Andere Zahlen kommen aus den Bereichen Finanzen, Gesundheit, Bildung, Verkehr und Umwelt. Die Daten sind Grundlage für neue Anwendungen, die Nutzer etwa über ihr Smartphone abrufen können. So können sie etwa mit "Where does my money go?" überprüfen, wie die Regierung die Steuern ausgibt. Der Regierungshaushalt bleibt so nicht länger die Domäne von Experten. Bürger können auch über eine Smartphone-Anwendung nachsehen, wo sich der nächste Zahnarzt oder die am nächsten gelegene Apotheke befindet. Für Hauskäufer gibt es sogar schon zwei praktische Anwendungen: Sie können die Entwicklung von Immobilienpreisen der letzten Jahre für die Gegend ihrer Wahl nachvollziehen.
Schlaglöcher und Bauvorhaben
Bereits über 2.400 Programmierer registrierten sich auf der Website. Zum Start gab es zehn Anwendungen. Dazu gehört etwa der kostenlose Dienst "Planning Alerts", der Bürgern per E-Mail mitteilt, sobald es irgendein Planungsvorhaben in der unmittelbaren Nachbarschaft gibt. Die Anwendung "Fill That Hole" unterstützt die Meldung von Schlaglöchern und anderen Straßenhindernissen. Die sind offenbar in Großbritannien ein großes Ärgernis: Durchschnittlich alle 110 Meter lauert dort ein Schlagloch auf ahnungslose Auto- und Radfahrer. Die Meldungen sollen die lokalen Verwaltungen dazu bringen, schneller auf Straßenschäden zu reagieren als bisher.

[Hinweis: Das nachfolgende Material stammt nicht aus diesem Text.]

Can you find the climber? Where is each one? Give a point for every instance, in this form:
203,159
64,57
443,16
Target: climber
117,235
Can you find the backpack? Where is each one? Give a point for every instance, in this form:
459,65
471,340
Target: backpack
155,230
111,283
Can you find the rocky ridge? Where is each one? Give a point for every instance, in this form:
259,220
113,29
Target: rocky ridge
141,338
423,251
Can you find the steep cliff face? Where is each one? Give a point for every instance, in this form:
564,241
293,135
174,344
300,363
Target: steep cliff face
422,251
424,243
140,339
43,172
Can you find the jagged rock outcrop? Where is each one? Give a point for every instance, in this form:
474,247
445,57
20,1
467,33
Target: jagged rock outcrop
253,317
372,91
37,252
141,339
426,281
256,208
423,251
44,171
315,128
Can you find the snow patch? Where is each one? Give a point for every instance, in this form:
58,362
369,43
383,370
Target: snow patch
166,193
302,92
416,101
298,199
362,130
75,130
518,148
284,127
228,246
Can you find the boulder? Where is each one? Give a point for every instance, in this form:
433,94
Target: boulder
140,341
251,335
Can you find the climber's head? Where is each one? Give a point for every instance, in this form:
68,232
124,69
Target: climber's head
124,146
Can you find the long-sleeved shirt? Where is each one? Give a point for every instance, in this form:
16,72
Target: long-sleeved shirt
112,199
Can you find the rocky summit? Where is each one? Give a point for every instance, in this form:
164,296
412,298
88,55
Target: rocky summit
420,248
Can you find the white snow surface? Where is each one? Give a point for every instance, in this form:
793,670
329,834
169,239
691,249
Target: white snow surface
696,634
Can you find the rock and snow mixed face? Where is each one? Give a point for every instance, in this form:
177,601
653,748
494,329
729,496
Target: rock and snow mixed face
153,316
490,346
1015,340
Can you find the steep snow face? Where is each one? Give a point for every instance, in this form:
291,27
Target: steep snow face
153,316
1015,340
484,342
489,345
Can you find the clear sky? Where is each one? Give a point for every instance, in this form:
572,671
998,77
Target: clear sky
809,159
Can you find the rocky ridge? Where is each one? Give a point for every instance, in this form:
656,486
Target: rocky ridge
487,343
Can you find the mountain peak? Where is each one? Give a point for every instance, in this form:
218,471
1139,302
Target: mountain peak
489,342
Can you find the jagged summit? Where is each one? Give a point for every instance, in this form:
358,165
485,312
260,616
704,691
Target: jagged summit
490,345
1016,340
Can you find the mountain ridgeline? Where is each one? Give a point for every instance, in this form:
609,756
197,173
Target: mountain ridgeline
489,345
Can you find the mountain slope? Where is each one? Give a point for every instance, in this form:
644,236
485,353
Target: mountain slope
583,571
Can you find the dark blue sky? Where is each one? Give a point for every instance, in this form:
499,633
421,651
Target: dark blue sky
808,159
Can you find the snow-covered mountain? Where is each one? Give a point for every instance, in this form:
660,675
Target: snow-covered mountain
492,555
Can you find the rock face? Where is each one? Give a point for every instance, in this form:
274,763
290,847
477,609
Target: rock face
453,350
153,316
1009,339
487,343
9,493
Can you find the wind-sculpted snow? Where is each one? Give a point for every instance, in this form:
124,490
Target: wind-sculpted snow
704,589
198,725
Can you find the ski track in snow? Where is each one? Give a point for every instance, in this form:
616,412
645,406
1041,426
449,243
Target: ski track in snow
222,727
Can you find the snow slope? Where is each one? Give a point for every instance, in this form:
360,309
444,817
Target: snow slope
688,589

Die Regierung hofft, dass der öffentliche Dienst damit Geld einsparen kann, da die Daten effizienter ausgewertet werden und einen konkreten sozialen Nutzen erzeugen können. Für Tim Berners-Lee ist jedenfalls klar: "Regierungsdaten sollten eine öffentliche Ressource sein. Indem sie publiziert werden, können wir neue Ideen für öffentliche Dienstleistungen entwickeln. Wir können der Verwaltung und der Gesellschaft helfen, besser zu arbeiten. Und wir ermöglichen talentierten Unternehmern und Ingenieuren die Entwicklung neuer Geschäftsmodelle und Dienstleistungen."
Schnittstelle zum Bürger
Vorausgegangen war übrigens eine jahrelange Kampagne der britischen Tageszeitung "The Guardian" unter dem Motto "Befreit unsere Daten!". Grundlage für die Datenfreigabe ist das britische Informationsfreiheitsgesetz, das den Bürgern grundsätzlich ein Recht auf Akteneinsicht einräumt. Die Bürger können deshalb direkt über die data.gov.uk-Website auch die Freigabe von bisher nicht veröffentlichten Daten beantragen.

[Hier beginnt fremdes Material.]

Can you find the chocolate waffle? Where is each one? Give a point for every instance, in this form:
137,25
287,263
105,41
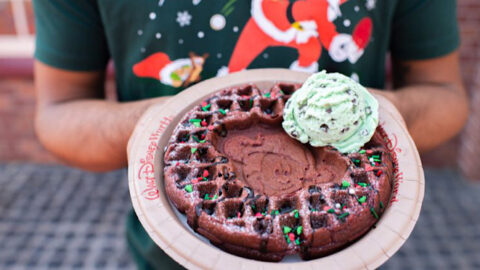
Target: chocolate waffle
253,191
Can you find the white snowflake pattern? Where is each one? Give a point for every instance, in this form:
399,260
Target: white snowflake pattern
222,71
183,18
370,4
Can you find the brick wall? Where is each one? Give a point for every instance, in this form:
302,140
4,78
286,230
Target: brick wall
18,142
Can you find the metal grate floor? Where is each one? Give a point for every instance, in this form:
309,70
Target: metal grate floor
63,218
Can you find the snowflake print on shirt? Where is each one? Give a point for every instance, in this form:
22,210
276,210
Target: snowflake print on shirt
184,18
370,4
308,31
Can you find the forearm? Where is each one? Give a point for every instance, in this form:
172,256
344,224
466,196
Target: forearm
91,134
433,113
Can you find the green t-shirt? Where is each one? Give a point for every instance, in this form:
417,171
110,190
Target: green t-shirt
161,46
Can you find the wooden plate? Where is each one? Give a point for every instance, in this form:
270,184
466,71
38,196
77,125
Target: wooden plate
145,169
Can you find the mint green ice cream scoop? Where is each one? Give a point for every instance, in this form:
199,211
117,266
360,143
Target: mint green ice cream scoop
331,109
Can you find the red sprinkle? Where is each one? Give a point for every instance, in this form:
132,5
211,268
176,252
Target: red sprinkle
291,236
368,168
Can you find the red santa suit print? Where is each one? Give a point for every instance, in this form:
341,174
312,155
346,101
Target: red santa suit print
177,73
305,25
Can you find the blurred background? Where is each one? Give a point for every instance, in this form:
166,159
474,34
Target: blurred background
45,207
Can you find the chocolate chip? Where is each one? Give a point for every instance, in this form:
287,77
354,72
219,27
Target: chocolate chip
368,110
324,128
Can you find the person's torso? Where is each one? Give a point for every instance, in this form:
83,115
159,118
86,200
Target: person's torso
161,47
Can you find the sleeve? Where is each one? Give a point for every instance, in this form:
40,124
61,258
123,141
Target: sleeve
70,35
424,29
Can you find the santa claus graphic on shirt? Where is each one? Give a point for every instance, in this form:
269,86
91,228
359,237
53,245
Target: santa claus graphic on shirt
176,73
305,25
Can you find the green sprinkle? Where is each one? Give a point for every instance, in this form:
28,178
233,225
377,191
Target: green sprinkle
286,229
174,76
372,210
362,199
206,108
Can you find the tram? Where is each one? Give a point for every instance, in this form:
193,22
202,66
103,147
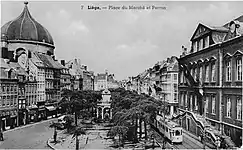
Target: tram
170,129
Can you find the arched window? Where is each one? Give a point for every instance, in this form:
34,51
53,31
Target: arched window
213,77
228,70
177,132
239,68
228,110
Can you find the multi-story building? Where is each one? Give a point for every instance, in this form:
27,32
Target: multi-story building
65,81
100,81
214,63
88,80
104,80
27,94
8,96
169,85
32,46
76,72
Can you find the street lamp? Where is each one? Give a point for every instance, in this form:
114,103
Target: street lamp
204,113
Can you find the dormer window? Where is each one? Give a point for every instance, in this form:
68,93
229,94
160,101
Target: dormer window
206,42
201,44
228,70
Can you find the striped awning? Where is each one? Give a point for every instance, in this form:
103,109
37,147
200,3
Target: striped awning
50,108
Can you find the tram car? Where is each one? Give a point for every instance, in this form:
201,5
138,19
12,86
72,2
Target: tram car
169,129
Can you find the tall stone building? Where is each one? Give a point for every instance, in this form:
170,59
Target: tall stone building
214,65
169,85
8,96
32,46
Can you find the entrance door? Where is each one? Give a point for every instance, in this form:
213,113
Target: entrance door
188,124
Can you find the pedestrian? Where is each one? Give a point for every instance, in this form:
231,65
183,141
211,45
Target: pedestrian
1,135
87,139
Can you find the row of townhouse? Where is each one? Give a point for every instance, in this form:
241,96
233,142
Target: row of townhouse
160,82
31,78
202,89
214,62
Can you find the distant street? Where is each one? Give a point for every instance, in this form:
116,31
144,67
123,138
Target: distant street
30,137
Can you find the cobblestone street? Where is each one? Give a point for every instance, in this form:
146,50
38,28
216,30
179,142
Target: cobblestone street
97,139
32,136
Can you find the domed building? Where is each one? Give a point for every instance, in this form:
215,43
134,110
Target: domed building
24,31
27,44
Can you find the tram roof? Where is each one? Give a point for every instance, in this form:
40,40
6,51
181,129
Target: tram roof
166,121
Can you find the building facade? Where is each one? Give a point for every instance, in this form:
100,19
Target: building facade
65,79
169,85
9,96
215,64
29,44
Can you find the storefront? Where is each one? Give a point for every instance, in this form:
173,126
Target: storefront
32,112
51,111
3,120
23,117
8,119
41,111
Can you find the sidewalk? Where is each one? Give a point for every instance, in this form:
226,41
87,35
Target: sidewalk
94,139
196,139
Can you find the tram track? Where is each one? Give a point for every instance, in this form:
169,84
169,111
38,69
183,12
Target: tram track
186,144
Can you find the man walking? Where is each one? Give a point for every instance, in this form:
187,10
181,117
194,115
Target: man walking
1,135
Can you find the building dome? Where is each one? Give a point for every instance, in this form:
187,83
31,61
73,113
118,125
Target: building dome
26,28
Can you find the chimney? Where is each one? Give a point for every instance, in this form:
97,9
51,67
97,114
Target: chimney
63,62
4,53
85,68
11,56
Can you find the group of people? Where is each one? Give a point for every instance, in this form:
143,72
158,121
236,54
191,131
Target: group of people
1,135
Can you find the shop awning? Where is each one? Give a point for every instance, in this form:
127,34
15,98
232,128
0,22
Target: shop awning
50,108
32,107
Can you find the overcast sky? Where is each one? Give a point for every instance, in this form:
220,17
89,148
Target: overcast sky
124,42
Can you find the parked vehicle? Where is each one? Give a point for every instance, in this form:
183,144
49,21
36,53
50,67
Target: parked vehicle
61,120
170,129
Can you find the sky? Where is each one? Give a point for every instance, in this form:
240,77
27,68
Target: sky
125,42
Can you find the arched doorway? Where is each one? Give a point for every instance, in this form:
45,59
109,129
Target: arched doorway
106,113
99,113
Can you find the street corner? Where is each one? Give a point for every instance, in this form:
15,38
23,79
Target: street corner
50,143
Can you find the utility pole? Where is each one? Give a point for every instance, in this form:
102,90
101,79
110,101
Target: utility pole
204,113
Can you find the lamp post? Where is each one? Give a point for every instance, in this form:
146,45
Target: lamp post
204,113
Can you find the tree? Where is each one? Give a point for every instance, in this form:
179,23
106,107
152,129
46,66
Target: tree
121,131
56,126
73,102
68,122
77,132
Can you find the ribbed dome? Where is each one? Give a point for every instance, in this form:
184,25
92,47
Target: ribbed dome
26,28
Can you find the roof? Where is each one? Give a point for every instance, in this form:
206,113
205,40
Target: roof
240,19
48,61
101,76
25,27
208,28
19,70
3,64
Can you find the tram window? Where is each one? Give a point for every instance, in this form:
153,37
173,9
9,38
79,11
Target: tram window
177,132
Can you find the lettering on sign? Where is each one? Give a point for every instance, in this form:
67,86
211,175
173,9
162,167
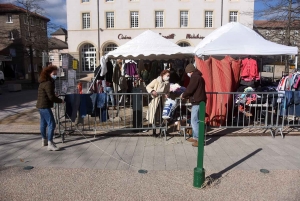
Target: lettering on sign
171,36
194,36
122,37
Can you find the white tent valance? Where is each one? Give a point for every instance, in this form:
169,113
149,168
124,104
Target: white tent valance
237,39
150,45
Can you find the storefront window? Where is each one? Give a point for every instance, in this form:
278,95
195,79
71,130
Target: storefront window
184,44
88,58
109,47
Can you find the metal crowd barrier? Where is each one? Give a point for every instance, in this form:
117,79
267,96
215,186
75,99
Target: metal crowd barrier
247,110
130,114
238,110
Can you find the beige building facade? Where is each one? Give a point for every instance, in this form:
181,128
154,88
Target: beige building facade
184,22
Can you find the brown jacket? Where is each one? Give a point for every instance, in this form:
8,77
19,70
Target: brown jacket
46,95
195,91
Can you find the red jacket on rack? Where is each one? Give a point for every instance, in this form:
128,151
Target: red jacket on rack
249,70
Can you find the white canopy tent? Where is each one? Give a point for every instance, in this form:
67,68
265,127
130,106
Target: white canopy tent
150,45
237,39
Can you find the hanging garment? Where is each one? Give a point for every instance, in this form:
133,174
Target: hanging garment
141,67
72,105
131,69
103,61
110,71
116,77
86,105
153,71
249,70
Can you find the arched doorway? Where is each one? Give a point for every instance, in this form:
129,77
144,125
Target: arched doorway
184,44
109,47
88,58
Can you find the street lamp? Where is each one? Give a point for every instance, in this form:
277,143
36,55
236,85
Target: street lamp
98,30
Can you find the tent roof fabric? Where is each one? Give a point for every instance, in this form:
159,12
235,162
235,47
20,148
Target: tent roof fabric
237,39
149,45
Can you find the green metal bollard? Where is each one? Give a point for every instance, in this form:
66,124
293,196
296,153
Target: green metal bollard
199,172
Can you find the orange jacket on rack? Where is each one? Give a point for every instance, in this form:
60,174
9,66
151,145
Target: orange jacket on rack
249,70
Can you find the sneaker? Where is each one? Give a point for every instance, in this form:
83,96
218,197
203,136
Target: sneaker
195,144
44,142
191,140
52,146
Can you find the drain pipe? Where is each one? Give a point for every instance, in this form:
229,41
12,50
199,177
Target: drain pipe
222,12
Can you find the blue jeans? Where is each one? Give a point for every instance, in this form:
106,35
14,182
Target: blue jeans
195,121
47,120
109,90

In Großbritannien muss die Regierung begründen, wenn sie die Informationen nicht veröffentlichen will. Das ist das Gegenteil der Amtsverschwiegenheit, die in Österreich sogar trotz diverser Auskunftspflichtsgesetze Verfassungsrang hat. Österreich ist daher heute das einzige Land in der Europäischen Union, das noch nicht in Richtung "Open Government" umgedacht hat. Auch in Deutschland gehörte übrigens die Amtsverschwiegenheit ebenfalls lange Zeit zum tradierten Umgang mit den Bürgern - bis vor vier Jahren, als das Bundesinformationsfreiheitsgesetz eingeführt wurde.